GAZA CITY - EU foreign policy chief Javier Solana toured the war-shattered Gaza Strip on Friday, his first such trip since democratically elected Hamas seized power in June 2007.
"I came to Gaza to see by myself the situation and the destruction and to show the solidarity to the good people of Gaza who have suffered so much," he said at a news conference.
"I wanted to see with my eyes the level of destruction," he said of the devastation wrought by Israel's 22-day military offensive that killed more than 1,300 mainly civilian Palestinians.
He viewed the ruins of the American International School and the wasteland of Ezbet Abed Rabbo, where scores of Palestinians huddle in shanties erected on mounds of rubble that used to be their homes.
His visit came ahead of an international conference in Egypt on the rebuilding of Gaza. "I hope the meeting that will take place on Monday will be a good meeting with good consequences for people here," said Solana.

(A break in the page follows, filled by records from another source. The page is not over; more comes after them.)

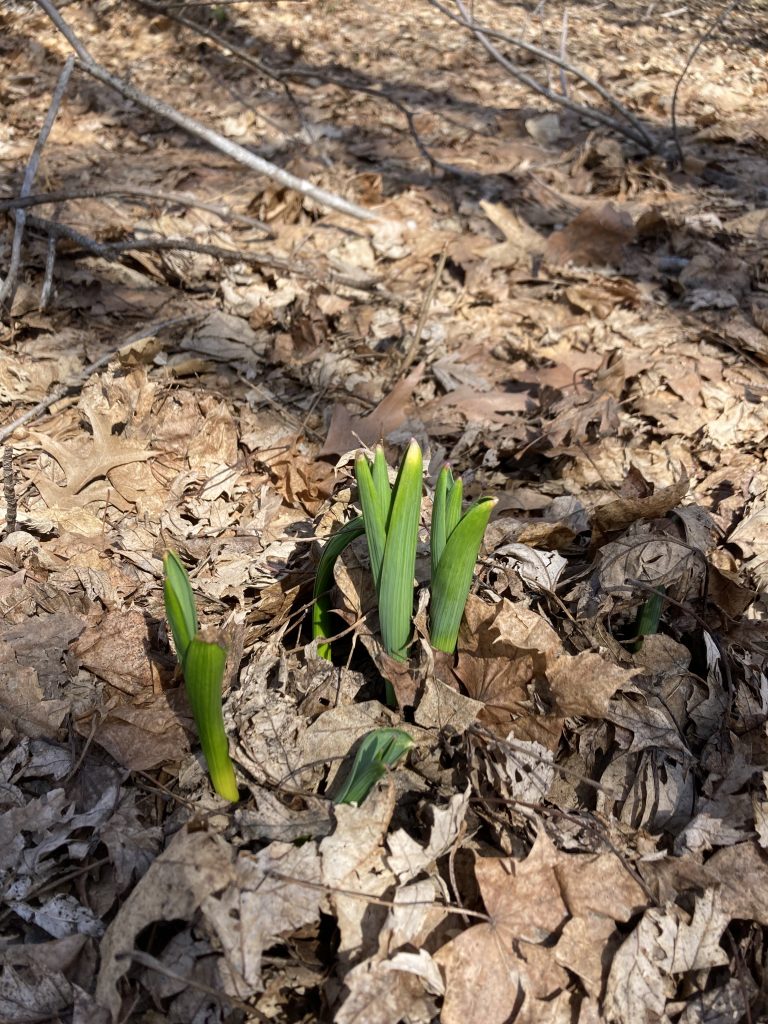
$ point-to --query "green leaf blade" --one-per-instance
(379, 751)
(322, 612)
(398, 565)
(204, 671)
(380, 473)
(452, 583)
(179, 603)
(372, 516)
(438, 532)
(454, 507)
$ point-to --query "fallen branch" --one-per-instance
(635, 131)
(294, 73)
(691, 57)
(193, 127)
(138, 192)
(112, 250)
(9, 285)
(79, 379)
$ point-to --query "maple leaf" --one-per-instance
(487, 966)
(83, 465)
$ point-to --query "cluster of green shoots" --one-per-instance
(203, 663)
(390, 520)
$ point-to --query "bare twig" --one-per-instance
(112, 250)
(79, 379)
(416, 337)
(50, 262)
(296, 73)
(691, 57)
(563, 51)
(635, 131)
(225, 44)
(172, 199)
(220, 142)
(8, 287)
(9, 491)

Israel, which wants to crush any Palestinian liberation movement, responded to Hamas's win in the elections with sanctions, and almost completely blockaded the impoverished coastal strip after Hamas seized power in 2007, although a ‘lighter’ siege had already existed before.

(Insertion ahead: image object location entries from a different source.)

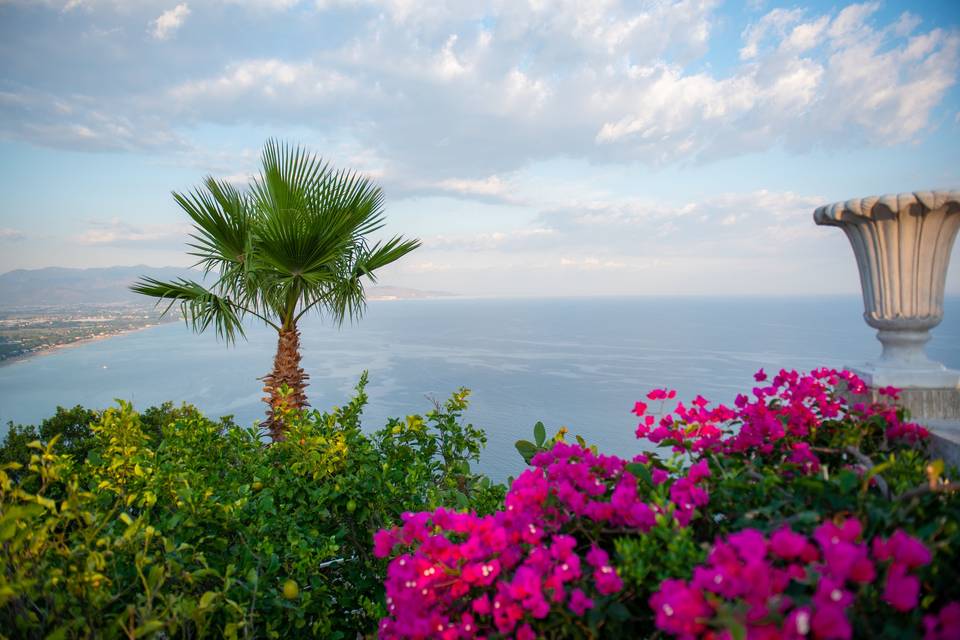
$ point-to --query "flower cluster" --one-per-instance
(464, 575)
(748, 577)
(778, 417)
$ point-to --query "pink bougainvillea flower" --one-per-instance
(787, 544)
(830, 623)
(579, 602)
(680, 610)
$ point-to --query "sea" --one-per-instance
(580, 363)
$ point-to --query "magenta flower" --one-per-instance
(579, 602)
(787, 544)
(680, 610)
(830, 623)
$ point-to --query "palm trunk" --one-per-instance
(286, 371)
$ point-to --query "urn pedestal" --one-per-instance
(902, 244)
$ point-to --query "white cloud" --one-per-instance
(119, 233)
(446, 94)
(169, 21)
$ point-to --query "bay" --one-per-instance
(574, 362)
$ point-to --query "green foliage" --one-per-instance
(204, 531)
(294, 241)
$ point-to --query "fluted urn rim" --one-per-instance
(874, 206)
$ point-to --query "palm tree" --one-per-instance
(295, 241)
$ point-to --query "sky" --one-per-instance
(537, 148)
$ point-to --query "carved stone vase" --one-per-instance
(902, 244)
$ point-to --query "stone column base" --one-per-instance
(935, 377)
(924, 405)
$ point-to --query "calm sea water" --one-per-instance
(579, 363)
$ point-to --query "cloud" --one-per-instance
(169, 21)
(455, 96)
(116, 232)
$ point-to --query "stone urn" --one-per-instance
(902, 244)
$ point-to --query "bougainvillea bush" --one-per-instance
(795, 513)
(192, 528)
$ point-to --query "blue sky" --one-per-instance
(537, 148)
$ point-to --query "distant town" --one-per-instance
(43, 309)
(26, 331)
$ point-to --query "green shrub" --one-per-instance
(204, 530)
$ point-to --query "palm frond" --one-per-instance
(200, 307)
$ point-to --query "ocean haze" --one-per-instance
(575, 362)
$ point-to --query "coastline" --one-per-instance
(75, 343)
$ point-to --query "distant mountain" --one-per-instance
(58, 286)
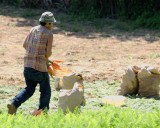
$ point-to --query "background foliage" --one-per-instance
(144, 13)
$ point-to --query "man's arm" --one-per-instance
(49, 46)
(25, 43)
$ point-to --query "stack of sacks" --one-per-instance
(70, 87)
(144, 81)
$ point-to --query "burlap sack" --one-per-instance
(69, 100)
(149, 82)
(71, 92)
(129, 83)
(67, 81)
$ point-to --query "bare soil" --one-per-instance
(98, 56)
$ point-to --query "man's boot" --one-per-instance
(11, 109)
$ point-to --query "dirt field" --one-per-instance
(97, 56)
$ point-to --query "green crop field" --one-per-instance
(138, 112)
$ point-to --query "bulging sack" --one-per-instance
(149, 82)
(129, 83)
(71, 91)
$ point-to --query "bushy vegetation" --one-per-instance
(107, 117)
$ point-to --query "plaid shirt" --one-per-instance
(36, 44)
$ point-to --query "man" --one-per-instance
(38, 45)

Human rights groups, both international and Israeli, slammed Israel’s siege of Gaza, branding it “collective punishment.”

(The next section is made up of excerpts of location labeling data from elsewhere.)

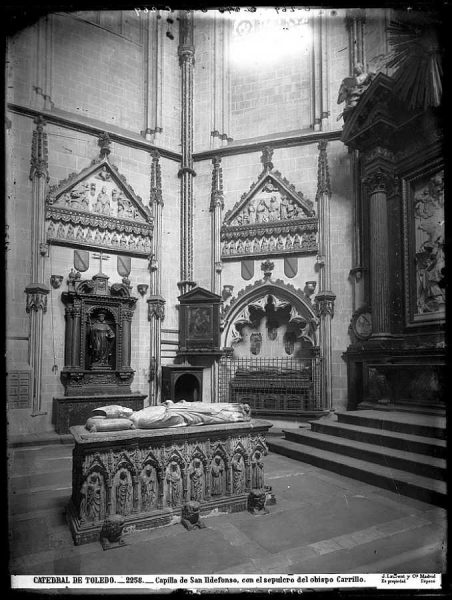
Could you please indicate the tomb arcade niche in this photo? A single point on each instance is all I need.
(96, 210)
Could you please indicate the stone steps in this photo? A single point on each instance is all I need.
(398, 451)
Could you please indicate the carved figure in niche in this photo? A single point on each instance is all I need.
(257, 471)
(197, 481)
(283, 208)
(353, 87)
(218, 487)
(148, 485)
(255, 343)
(261, 212)
(430, 271)
(51, 230)
(273, 209)
(101, 337)
(174, 484)
(123, 494)
(238, 474)
(92, 505)
(191, 516)
(199, 322)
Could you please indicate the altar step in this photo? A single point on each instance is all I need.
(402, 452)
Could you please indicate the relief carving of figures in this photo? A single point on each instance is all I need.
(238, 474)
(123, 493)
(218, 479)
(148, 486)
(92, 505)
(174, 484)
(257, 471)
(101, 337)
(197, 481)
(430, 262)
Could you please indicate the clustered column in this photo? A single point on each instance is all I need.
(325, 298)
(186, 173)
(37, 291)
(156, 303)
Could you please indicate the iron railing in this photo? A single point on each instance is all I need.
(271, 385)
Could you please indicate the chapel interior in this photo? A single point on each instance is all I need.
(230, 207)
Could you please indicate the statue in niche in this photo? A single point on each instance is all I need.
(92, 505)
(261, 212)
(123, 494)
(255, 343)
(257, 471)
(273, 209)
(102, 205)
(101, 337)
(217, 471)
(174, 484)
(197, 481)
(238, 474)
(148, 487)
(352, 88)
(283, 208)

A group of international lawyers and human rights activists had also accused Israel of committing “genocide” through its crippling blockade of the Strip.
Gaza is still considered under Israeli occupation as Israel controls air, sea and land access to the Strip.
The Rafah crossing with Egypt, Gaza's sole border crossing that bypasses Israel, rarely opens as Egypt is under immense US and Israeli pressure to keep the crossing shut.